Neben einem XXL-Müsli heute Morgen bestand mein Essen aus nem Not-Salat heute Abend mit ner großen Scheibe Sonnenblumen-Vollkornbrot dazu. Not-Salat deswegen, weil ich mir beim ersten großen Einkauf ein 650g-Glas Oliven gekauft (eingehandelt) habe in der naiven Vorstellung, das könnte ich in zwei, drei Wochen locker wegputzen. Dem war aber nicht so. Außerdem hab ich noch den Fehler gemacht, das Glas nicht in den Kühlschrank zu stellen, so dass ich vor zwei Tagen feststellen musste, dass einige Oliven sich schon mit Schimmelspitzchen verziert hatten.
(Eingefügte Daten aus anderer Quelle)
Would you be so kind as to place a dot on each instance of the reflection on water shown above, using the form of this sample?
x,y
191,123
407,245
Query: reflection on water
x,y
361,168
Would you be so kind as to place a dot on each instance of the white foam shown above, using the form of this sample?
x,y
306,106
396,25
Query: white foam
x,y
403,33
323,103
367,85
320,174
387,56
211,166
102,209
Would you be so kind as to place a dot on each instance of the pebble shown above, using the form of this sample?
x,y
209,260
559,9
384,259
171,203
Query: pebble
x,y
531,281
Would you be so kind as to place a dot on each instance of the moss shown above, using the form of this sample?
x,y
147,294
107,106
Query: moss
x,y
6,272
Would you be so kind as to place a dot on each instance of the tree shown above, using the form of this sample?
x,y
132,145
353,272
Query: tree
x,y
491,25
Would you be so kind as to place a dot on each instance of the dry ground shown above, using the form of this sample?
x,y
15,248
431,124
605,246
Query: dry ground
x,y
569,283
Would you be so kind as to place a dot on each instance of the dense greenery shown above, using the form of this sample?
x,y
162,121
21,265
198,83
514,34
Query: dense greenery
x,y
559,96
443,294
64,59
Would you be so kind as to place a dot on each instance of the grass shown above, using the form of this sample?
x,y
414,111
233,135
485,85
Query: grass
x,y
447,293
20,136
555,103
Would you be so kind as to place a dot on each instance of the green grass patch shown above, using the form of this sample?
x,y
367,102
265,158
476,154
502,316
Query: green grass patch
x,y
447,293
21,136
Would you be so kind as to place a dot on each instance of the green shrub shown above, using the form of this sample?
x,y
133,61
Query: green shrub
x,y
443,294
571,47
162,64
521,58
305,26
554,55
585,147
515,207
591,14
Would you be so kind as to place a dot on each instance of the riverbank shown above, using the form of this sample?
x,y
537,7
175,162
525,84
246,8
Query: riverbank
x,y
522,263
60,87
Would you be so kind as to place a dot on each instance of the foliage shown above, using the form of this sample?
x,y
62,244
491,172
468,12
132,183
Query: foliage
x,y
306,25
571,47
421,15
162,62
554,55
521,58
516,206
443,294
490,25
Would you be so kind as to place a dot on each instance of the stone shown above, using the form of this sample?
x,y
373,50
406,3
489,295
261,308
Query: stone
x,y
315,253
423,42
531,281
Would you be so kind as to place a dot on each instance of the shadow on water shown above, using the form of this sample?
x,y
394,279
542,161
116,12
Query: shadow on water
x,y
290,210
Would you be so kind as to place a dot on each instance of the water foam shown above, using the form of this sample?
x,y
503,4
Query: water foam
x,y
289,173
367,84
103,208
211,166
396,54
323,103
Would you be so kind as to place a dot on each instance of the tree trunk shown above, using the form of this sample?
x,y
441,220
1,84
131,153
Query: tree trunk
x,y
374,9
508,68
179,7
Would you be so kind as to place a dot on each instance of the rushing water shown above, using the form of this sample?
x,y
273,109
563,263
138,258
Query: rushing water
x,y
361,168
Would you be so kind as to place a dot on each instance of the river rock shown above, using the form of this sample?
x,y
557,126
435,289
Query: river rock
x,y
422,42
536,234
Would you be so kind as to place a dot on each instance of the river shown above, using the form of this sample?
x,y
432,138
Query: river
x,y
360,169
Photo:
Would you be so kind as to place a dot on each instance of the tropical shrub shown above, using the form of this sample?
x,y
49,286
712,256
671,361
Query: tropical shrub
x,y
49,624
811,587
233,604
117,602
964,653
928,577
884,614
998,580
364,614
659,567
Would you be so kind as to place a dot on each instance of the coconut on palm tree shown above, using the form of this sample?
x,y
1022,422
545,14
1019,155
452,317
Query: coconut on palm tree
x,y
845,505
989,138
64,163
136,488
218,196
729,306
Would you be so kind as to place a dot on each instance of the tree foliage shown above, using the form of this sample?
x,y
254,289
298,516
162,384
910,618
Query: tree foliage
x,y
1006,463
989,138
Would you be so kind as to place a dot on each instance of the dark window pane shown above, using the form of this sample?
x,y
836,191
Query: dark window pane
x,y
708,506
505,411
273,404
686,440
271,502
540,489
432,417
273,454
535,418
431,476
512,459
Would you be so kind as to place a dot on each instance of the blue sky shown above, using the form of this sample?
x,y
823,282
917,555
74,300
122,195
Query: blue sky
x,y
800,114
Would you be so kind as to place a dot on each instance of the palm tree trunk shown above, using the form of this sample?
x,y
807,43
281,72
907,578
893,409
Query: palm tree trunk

Hm … hab ziemlich viele, geschätzt 40, aussortiert und weggeworfen, den Rest hab ich mir heute auf nen großen Teller geschüttet, um die Spreu aus dem Weizen sortieren zu können. Also hab ich heute einen Salat mit ca. 50 Oliven gemacht, denn ganz wegwerfen hätte mir die Stimmung versaut. Ist vermutlich mein Olivenrekord bis zu meinem Lebensende. Trotzdem sind sie mir nicht über geworden. Vielleicht liegt’s ja auch an dem guten Wein dazu …

Heute Mittag war die Freundin meiner Vermieterin hier, um nach dem Rechten zu sehen. Sie meinte, Tramuntana kann man eigentlich nur noch im Winter machen – von daher perfekt, dass du dich dafür entschieden hast – denn in der Saison schieben sich da die Massen durch. Entspannt Auto fahren kannst du dann auch vergessen, weil dir alle fünf Minuten auf den engen Straßen ein Reisebus entgegenkommt.
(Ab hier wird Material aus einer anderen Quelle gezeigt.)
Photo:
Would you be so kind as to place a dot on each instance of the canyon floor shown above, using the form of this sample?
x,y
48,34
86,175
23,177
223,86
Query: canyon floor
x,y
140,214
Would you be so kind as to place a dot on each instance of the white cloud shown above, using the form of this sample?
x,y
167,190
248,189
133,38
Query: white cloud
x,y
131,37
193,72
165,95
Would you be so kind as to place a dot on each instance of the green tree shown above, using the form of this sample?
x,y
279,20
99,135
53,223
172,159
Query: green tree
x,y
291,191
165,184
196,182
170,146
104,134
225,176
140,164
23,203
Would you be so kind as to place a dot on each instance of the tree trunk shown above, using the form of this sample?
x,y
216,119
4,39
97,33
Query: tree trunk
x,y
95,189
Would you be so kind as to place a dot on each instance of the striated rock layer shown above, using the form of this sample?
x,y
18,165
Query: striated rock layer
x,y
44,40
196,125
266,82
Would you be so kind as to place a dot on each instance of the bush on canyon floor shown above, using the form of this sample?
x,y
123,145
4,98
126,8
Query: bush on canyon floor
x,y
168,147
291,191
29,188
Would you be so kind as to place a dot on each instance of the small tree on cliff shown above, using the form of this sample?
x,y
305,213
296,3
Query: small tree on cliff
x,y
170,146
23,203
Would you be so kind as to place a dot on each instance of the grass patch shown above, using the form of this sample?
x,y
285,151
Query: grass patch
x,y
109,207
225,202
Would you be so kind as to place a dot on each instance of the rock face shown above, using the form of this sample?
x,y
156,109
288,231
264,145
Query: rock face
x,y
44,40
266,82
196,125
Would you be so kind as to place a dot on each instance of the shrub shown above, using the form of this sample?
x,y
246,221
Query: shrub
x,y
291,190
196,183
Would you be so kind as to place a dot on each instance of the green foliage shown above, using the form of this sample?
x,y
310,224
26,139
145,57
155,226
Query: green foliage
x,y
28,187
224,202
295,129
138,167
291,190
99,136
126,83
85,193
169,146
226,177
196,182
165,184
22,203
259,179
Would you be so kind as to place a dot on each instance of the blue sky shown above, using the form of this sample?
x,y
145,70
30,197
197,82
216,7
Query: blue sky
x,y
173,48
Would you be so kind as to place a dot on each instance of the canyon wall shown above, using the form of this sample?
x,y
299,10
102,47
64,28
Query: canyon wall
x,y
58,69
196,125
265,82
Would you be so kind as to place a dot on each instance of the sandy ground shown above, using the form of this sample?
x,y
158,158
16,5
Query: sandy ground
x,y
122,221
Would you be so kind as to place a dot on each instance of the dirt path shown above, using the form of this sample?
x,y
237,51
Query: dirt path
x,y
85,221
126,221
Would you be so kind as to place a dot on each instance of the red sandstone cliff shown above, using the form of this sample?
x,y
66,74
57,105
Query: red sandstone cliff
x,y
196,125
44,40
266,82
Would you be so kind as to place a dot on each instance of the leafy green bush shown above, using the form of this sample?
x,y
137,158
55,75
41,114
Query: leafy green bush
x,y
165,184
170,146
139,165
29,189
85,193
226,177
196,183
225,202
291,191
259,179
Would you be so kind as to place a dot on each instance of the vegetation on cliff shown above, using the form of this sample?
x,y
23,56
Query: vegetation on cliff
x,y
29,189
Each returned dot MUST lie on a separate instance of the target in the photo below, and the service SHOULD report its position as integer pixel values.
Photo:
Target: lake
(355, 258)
Anlass ihres Kommens war, dass wir unserer Vermieterin in der Küche intensiven Schimmelbefall im Fensterbereich hatten (war erschreckend) gemeldet hatten. Die Freundin meinte, das sei normal für Mallorca, sie lasse den ganzen Winter durch tagsüber einen Raumluftentfeuchter laufen, der holt ihr alle zwei Tage 3,5 l Wasser aus der Luft. Manuela war schon auf das Problem eingestellt und hatte schon eine spezielle Chlorlösung zum Abwaschen des Schimmels unterm Guss bereitstehen. Das hat Julian vorgestern Abend gemacht, so dass es momentan wieder okay ausschaut.
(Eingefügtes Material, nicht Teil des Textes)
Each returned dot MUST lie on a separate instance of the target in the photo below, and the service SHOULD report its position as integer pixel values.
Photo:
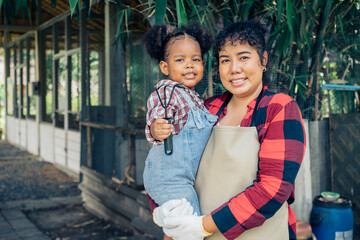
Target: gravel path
(23, 177)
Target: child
(180, 56)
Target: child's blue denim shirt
(168, 177)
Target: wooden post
(55, 75)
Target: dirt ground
(24, 177)
(74, 222)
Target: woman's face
(241, 69)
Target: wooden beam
(17, 28)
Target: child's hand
(160, 129)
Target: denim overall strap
(185, 95)
(193, 109)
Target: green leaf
(181, 13)
(73, 4)
(191, 3)
(341, 27)
(289, 15)
(160, 10)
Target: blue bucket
(332, 220)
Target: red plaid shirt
(282, 147)
(177, 108)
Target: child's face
(183, 62)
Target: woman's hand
(160, 129)
(172, 208)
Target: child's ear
(164, 68)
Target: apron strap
(227, 100)
(252, 124)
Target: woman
(245, 181)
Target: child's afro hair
(157, 38)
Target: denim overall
(168, 177)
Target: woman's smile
(240, 70)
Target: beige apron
(227, 167)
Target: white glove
(185, 228)
(172, 208)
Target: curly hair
(250, 32)
(157, 39)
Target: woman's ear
(164, 68)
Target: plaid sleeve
(282, 147)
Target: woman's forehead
(236, 46)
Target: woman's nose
(189, 64)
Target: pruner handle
(168, 145)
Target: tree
(303, 33)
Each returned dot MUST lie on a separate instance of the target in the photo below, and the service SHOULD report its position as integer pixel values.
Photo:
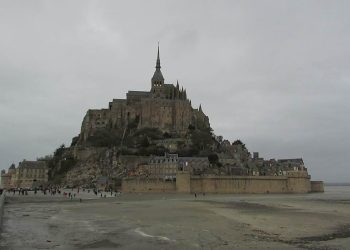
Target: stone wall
(2, 203)
(137, 185)
(317, 186)
(222, 184)
(239, 184)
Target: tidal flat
(179, 221)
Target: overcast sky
(274, 74)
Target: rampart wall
(317, 186)
(185, 183)
(2, 203)
(131, 185)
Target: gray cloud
(272, 73)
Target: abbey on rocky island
(165, 107)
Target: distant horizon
(272, 74)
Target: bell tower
(157, 79)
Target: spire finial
(158, 59)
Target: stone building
(165, 107)
(28, 174)
(165, 167)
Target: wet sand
(173, 221)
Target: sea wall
(317, 186)
(239, 184)
(2, 203)
(294, 183)
(137, 185)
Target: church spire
(158, 59)
(157, 79)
Nachdem ich hier noch kein Loblied auf die Mallorcinischen Autofahrer gesungen habe, muss ich das jetzt mal nachholen! Ich kann mich nicht entsinnen, vergleichbar zuvorkommende und defensive Autofahrer irgendwo sonst auf der Welt erlebt zu haben. Und ich war schon in zwei, drei Ländern. Das Tempolimit von 120 km/h auf den Autobahnen wird von Zweidrittel aller Fahrer unterboten. Natürlich gibt’s auch hier ab und zu jemanden, der mit 140 km/h anrückt, aber das ist die absolute Ausnahme. Wenn ich dann mit meinen100 km/h auf die Überholspur gehe, um den 80 km/h-Fahrer zu überholen, dann bekomme ich weder eine Lichthupe noch muss ich befürchten, dass er mir mein Heck einfährt (i.d. Regel, auch hier gibt’s Ausnahmen), sondern der Wagen hinter mir fällt zurück und wartet geduldig, bis mein Überholvorgang beendet ist. Besonders auffällig ist dieses Verhalten auf der Landstraße. Wenn ich da so mit meinen 70, 80 km/h dahintrödele, kommt es immer wieder vor, dass jemand mit 100 oder 90 (was auf den Landstraßen die häufigste Vorschrift ist) angerauscht kommt. In 90 von 100 Fällen reduziert er einfach seine Geschwindigkeit und bleibt zehn, fünfzehn Kilometer hinter mir, ohne auch nur einen Überholversuch. Und auf der Tramuntana-Route gab es nicht EINE schwierige Situation. Wirklich erstaunlich. In den meisten Kommunen hier gilt innerorts die Höchstgeschwindigkeit 30 km/h, manchmal auch 40 km/h, selten 50 km/h. Somit spielt sich ein Großteil des Verkehrs in Zeitlupe ab – ziemlich vorbildlich.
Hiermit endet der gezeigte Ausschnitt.